Stochastic Processes (Advanced Probability II), 36-754
TuTh 9:00--10:20, in 232Q Baker Hall
Stochastic processes are collections of interdependent random variables.
This course is an advanced treatment of such random functions, with twin
emphases on extending the limit theorems of probability from independent to
dependent variables, and on generalizing dynamical systems from deterministic
to random time evolution. Familiarity with measure-theoretic probability (at
the level of 36-752) is essential, but the emphasis will be on developing a
sound yet intuitive understanding of the material, rather than on analytic
The first part of the course will cover some foundational topics which
belong in the toolkit of all mathematical scientists working with random
processes: random functions; stationary processes; Markov processes and the
stochastic behavor of deterministic dynamical systems (i.e., "chaos"); the
Wiener process, the functional central limit theorem, and the elements of
stochastic calculus. These will be followed by a selection of less common but
highly useful topics: ergodic theory, which extends the classical limit laws to
dependent variables; information theory, as it connects to statistical
inference and to limiting distributions; and large deviations theory, which
uses information theory to give rates of convergence in the limit laws.

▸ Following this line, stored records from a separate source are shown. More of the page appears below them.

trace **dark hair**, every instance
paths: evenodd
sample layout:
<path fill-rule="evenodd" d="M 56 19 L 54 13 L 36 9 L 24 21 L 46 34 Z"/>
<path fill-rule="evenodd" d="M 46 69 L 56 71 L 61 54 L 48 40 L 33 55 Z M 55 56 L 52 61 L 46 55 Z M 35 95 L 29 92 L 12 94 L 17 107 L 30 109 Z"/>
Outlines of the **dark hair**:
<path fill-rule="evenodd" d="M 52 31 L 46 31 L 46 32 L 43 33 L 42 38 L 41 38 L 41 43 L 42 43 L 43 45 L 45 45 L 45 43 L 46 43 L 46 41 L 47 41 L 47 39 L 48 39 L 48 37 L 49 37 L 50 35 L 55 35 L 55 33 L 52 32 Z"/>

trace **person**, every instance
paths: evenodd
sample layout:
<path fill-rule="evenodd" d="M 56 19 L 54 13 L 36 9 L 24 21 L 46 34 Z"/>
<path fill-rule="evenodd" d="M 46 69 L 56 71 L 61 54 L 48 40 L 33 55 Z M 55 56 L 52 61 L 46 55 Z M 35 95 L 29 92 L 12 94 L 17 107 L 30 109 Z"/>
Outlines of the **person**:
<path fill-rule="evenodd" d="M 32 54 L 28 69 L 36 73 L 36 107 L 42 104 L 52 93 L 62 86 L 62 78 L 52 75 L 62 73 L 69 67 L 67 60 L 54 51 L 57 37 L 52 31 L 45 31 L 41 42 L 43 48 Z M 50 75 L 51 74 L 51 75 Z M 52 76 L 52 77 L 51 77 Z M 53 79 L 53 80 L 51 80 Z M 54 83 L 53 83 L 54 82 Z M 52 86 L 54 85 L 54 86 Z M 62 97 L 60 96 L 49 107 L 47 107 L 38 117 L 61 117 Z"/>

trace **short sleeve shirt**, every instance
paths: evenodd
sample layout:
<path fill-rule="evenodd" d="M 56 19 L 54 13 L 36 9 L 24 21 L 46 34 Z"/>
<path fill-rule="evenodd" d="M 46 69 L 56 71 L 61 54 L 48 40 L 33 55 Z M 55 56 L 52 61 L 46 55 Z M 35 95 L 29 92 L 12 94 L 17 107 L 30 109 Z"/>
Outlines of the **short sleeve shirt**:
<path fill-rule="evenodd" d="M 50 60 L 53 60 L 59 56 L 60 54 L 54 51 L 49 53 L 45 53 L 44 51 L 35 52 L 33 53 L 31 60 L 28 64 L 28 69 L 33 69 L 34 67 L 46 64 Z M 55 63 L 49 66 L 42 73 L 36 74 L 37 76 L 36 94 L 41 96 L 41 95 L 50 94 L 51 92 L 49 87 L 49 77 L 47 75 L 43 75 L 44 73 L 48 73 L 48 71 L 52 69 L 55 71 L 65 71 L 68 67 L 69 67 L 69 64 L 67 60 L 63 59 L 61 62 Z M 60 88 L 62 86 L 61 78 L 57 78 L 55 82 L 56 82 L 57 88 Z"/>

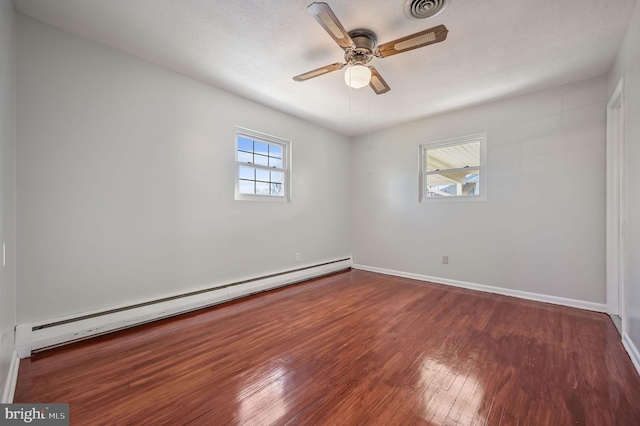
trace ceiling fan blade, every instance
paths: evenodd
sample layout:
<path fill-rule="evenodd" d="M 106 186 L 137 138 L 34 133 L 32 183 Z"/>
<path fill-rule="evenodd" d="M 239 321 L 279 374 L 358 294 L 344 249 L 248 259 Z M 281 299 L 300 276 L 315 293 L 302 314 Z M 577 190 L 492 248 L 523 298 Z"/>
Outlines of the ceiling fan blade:
<path fill-rule="evenodd" d="M 355 47 L 349 33 L 344 29 L 338 18 L 326 3 L 311 3 L 307 10 L 316 18 L 316 21 L 329 33 L 336 43 L 343 49 Z"/>
<path fill-rule="evenodd" d="M 341 64 L 341 63 L 337 62 L 335 64 L 326 65 L 326 66 L 324 66 L 322 68 L 318 68 L 318 69 L 315 69 L 313 71 L 309 71 L 309 72 L 306 72 L 304 74 L 297 75 L 297 76 L 293 77 L 293 79 L 295 81 L 306 81 L 306 80 L 309 80 L 311 78 L 318 77 L 320 75 L 324 75 L 324 74 L 327 74 L 327 73 L 332 72 L 332 71 L 341 70 L 342 68 L 344 68 L 345 65 L 346 64 Z"/>
<path fill-rule="evenodd" d="M 391 87 L 387 84 L 386 81 L 382 78 L 380 73 L 374 67 L 369 67 L 371 70 L 371 80 L 369 81 L 369 87 L 376 92 L 376 95 L 382 95 L 383 93 L 387 93 L 391 90 Z"/>
<path fill-rule="evenodd" d="M 381 44 L 376 48 L 376 56 L 378 58 L 386 58 L 387 56 L 408 52 L 419 47 L 440 43 L 447 38 L 448 32 L 447 27 L 438 25 L 437 27 Z"/>

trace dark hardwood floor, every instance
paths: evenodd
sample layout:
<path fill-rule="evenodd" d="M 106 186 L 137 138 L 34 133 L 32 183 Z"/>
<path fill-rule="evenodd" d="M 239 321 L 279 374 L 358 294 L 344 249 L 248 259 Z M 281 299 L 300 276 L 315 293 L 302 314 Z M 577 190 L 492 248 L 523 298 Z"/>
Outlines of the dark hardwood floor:
<path fill-rule="evenodd" d="M 605 314 L 350 271 L 21 361 L 74 425 L 640 425 Z"/>

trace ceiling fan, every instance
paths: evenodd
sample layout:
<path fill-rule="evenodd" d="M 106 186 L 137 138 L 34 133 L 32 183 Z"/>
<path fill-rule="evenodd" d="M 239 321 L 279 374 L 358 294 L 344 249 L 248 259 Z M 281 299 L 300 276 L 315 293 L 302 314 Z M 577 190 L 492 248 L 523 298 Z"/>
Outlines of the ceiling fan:
<path fill-rule="evenodd" d="M 307 10 L 327 33 L 344 50 L 345 63 L 335 63 L 293 77 L 295 81 L 306 81 L 332 71 L 347 67 L 345 82 L 353 88 L 367 84 L 377 95 L 387 93 L 391 88 L 380 73 L 371 65 L 367 65 L 374 56 L 386 58 L 419 47 L 439 43 L 447 38 L 449 32 L 444 25 L 420 31 L 388 43 L 376 45 L 377 38 L 373 31 L 356 29 L 347 32 L 331 8 L 326 3 L 311 3 Z"/>

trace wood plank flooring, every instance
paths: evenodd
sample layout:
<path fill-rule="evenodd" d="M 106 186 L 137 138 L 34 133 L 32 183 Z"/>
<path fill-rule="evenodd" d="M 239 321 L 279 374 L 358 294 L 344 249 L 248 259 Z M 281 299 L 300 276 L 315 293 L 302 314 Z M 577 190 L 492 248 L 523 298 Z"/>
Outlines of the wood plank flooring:
<path fill-rule="evenodd" d="M 349 271 L 21 361 L 73 425 L 640 425 L 605 314 Z"/>

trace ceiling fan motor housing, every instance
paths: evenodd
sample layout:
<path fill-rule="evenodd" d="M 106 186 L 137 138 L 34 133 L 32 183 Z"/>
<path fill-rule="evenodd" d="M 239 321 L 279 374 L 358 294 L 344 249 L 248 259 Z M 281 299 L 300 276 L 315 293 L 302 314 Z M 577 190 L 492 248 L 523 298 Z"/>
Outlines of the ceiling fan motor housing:
<path fill-rule="evenodd" d="M 364 65 L 371 61 L 378 41 L 375 33 L 371 30 L 360 28 L 349 31 L 349 37 L 351 37 L 356 47 L 345 52 L 345 61 L 351 65 Z"/>

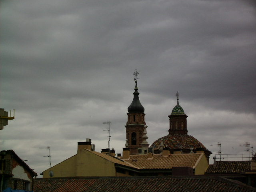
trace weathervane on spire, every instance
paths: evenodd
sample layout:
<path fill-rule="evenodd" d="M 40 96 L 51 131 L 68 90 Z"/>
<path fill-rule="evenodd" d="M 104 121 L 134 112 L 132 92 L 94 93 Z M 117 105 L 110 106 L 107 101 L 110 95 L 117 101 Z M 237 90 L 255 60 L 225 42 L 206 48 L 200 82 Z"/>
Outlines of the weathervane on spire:
<path fill-rule="evenodd" d="M 134 73 L 133 74 L 133 75 L 134 75 L 135 77 L 135 78 L 134 78 L 134 81 L 137 81 L 137 80 L 138 79 L 137 76 L 139 74 L 140 74 L 140 73 L 137 71 L 137 69 L 135 69 Z"/>
<path fill-rule="evenodd" d="M 176 96 L 177 97 L 177 106 L 179 105 L 179 95 L 180 95 L 180 94 L 178 91 L 176 92 Z"/>

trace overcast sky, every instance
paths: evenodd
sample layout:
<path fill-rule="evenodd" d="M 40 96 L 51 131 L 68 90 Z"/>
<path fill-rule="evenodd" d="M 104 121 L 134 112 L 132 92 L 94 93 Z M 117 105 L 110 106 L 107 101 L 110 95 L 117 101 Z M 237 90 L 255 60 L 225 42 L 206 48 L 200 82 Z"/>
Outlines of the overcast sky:
<path fill-rule="evenodd" d="M 256 150 L 254 2 L 1 1 L 0 108 L 15 119 L 0 150 L 39 175 L 49 168 L 39 148 L 50 146 L 52 166 L 86 138 L 100 152 L 110 121 L 121 153 L 137 69 L 149 143 L 168 134 L 178 91 L 189 135 L 213 153 L 218 142 L 223 154 Z"/>

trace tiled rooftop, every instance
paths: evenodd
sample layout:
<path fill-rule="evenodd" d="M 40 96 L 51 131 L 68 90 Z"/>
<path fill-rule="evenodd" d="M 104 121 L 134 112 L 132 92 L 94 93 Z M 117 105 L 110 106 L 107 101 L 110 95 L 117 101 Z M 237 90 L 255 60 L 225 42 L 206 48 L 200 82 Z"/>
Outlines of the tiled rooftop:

Other topics may be covered in the class through extra lectures, depending
on time and enthusiasm. Possibilities include: prediction theory, especially
predictive state representations of non-Markovian processes; empirical process
theory; random fields in space and time; and random graphs.
Prerequisites: As mentioned, measure-theoretic probability, at the
level of 36-752, is essential. I will also presume some familiarity with basic
stochastic processes, at the level of 36-703 ("Intermediate Probability"),
though I will not assume those memories are very fresh.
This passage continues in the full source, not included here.